U.S. State Department annual report shows sales of U.S. companies of weapons to Bahrain last year amounted to $112 million, while the exports of 2009 at $88 million. Although transactions involved the sale of military electronics and aircraft, there were contracts for the export of shotguns, pistols, and assault weapons; thus raising the possibility that U.S. weapons were used to suppress the protests and raising questions in Congress that led the ministry to review the permits for exporting weapons to countries in the Middle East.

====12 June====
Ayat Al-Qurmezi was sentenced to one year in prison by the National Safety Court.

====13 June====
On 13 June, the Bahraini government commenced the trials of 47 medical professionals, including some of the country's leading surgeons. Among the defendants of the trial, 24 were doctors and 23 others were either nurses or paramedics. Many of them had worked at the Salmaniya medical complex in Manama, which the prosecutors claimed to have been a coordination point of the uprising where automatic weapons and ammunition had been allegedly hidden. The prosecutors also claimed that they seized the medical complex and detained those inside who disagreed with the opposition. The defendants' lawyers and international human rights activists claimed that the defendants were tortured to extract false confessions.
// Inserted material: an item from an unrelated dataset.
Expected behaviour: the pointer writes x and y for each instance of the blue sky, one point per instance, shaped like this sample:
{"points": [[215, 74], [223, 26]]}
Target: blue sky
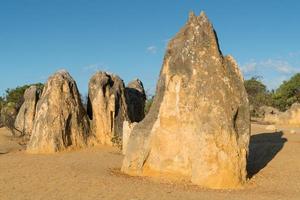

One of the defendants tried to tell the judge that his confession had been extracted under torture, but the judge told him to stop and wait for the due process. Twenty of the defendants pleaded not guilty to charges ranging from stealing medicines to stockpiling weapons.

====22 June====
On 22 June, The Bahraini government sentenced ten pro-democracy activists to life in prison for their role in the uprising.

==== 29 June ====

The New York Times reported that Saudi Arabia had announced "most" of its troops would leave Bahrain by 4 July 2011.

The Royal Independent Investigation Commission was established by the King to examine the events of the preceding months.